Após ter embarcado os emigrantes e os passageiros faialenses que tinham o Brasil como destino final e naquela que seria a sua última escala, o vapor rumou então em direcção à ilha Terceira, ancorando em Angra, por "fora das fortalezas". No interior do porto encontravam-se apenas três navios, todos à vela: o português Angrense e os ingleses Jane Wheaton e Zebrina.

Ora, se é verdade que a cidade de Angra do Heroísmo tem como que uma península natural, constituída pelo cone vulcânico do Monte Brasil que, ao projectar-se da ilha num ângulo recto, origina para oeste o porto secundário do Fanal e, para leste, a baía de Angra não menos verdade é dizer-se que melhor porto natural da ilha não é, contudo, um lugar totalmente seguro - afinal, sempre que o vento provinha forte do quadrante sueste, os naufrágios eram tão comuns que os moradores de Angra costumavam referir-se a ele como sendo o "vento carpinteiro", por saírem arrojados à costa pedaços do madeirame de embarcações por essa causa naufragadas.

E foi o que sucedeu, ao anoitecer do dia 6 de Fevereiro de 1878.

Com as operações de embarque ainda a meio gás, o vento principiou a soprar com mais violência e a rondar para o quadrante sul. Poucas horas depois, o vento tornara-se rijo - era o tão temido "vento carpinteiro".

Na pressa de se escapar à tempestade, a tripulação do Lidador deixa descair a âncora, não a conseguindo recolher atempadamente. Devido a este percalço, o navio gira em torno da amarração e acaba por embater - passava já da meia noite do dia 7 - no recife submerso que se prolonga por mais de duzentos metros pela ponta do Forte de São Sebastião afora.

Essa restinga de pedra, responsável por inúmeras perdas de embarcações no passado, desferiu um autêntico golpe fatal ao navio, com a colisão a provocar um rombo no casco. Dá-se então a quase que imediata submersão da máquina pela água do mar, explodindo logo de seguida a caldeira.

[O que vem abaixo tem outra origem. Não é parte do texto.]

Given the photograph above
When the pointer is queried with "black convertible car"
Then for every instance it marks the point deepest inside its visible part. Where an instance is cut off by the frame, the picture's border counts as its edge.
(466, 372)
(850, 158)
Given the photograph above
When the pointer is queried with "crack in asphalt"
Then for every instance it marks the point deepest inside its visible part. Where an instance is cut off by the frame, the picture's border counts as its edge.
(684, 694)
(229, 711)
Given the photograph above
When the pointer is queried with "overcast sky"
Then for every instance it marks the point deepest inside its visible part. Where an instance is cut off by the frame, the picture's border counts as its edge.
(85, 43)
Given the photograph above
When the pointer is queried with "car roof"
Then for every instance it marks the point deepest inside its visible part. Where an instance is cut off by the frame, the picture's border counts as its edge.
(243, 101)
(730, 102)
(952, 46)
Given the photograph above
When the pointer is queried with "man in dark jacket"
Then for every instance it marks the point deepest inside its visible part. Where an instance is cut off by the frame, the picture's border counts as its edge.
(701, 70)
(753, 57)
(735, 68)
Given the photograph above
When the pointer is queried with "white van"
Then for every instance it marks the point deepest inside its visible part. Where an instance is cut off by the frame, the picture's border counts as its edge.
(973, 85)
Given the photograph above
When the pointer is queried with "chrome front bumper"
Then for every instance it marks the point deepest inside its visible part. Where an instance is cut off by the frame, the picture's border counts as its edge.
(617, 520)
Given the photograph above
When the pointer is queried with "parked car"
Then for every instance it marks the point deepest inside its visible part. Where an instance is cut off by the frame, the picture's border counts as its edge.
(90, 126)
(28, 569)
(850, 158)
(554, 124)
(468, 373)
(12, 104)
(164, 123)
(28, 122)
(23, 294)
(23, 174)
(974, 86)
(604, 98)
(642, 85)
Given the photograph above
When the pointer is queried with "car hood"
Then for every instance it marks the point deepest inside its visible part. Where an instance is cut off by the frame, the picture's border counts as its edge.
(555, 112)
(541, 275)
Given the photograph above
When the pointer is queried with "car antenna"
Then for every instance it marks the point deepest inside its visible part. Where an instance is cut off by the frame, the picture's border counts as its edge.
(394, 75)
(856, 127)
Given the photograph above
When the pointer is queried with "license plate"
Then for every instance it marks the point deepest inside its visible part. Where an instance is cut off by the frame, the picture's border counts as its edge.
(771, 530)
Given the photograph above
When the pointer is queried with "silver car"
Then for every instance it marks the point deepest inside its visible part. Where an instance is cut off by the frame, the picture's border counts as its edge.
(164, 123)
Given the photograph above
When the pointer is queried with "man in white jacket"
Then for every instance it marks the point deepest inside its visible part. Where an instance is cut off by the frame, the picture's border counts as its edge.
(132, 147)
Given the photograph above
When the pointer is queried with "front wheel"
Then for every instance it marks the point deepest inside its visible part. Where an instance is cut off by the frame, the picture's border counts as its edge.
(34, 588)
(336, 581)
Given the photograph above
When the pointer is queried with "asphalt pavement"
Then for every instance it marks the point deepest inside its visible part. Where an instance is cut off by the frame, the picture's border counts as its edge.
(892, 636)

Sem motorização, o navio fica então à deriva, à mercê do vento que o impelia, inexoravelmente em direcção a terra, e que o faz colidir com o Jane Wheaton, quebrando-lhe o mastro do gurupés. Finalmente, encalha paralelamente ao cais da Figueirinha, a não mais de cinquenta metros de distância da costa, soçobrando a cerca de 7 metros de profundidade.

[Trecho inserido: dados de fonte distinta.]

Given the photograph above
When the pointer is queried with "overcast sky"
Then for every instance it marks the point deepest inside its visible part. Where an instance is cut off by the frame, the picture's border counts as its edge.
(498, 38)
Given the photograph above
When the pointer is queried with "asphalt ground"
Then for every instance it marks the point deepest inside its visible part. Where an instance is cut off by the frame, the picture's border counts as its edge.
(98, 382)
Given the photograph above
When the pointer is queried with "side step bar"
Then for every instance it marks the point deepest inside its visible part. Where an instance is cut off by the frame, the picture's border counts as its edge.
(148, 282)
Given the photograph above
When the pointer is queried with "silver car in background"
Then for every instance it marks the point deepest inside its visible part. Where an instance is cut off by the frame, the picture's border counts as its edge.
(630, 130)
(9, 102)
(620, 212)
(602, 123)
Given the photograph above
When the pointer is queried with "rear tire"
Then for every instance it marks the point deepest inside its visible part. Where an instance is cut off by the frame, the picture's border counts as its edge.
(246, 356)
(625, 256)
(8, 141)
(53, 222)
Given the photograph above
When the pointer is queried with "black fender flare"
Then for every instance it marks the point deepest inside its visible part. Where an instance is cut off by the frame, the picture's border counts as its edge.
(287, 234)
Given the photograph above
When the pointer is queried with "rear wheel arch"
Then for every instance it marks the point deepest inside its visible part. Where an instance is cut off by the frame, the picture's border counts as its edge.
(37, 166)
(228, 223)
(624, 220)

Os náufragos em pânico são evacuados pelos botes dos navios ancorados e pela lancha da cidade, não sem experimentarem alguma dificuldade devido à agitação do mar no interior da Baía.

O Lidador actualmente

O casco, ainda que bastante reconhecível, encontra-se esmagado e fragmentado, com os bordos quebrados e a popa torcida para estibordo, apresentando-se com o veio de transmissão ainda visível por entre as pedras de lastro, na parte posterior do navio.

Mais à frente, um aglomerado de destroços, formado por tubos e placas encurvadas de ferro, assinala a presença do que resta das caldeiras.

Característica algo surpreendente para um navio daquele tipo, relativamente moderno, é facto do Lidador ter carregado uma enorme quantidade de lastro de pedra no seu porão de vante - afinal, um lastro de ferro, cimento, ou chumbo, seria bem mais compacto e libertaria mais espaço nos porões do navio. O lastro é bem visível, tal como muito conspícua é a popa do Lidador, inclinada que está a um ângulo de 45º com o fundo de areia.

O Lidador encontra-se actualmente sob a tutela do Governo Regional dos Açores, integrando o Parque Arqueológico da Baía de Angra, criado em 2005 pelo Decreto Regulamentar Regional n.º 20/2005/A de 12 de Outubro.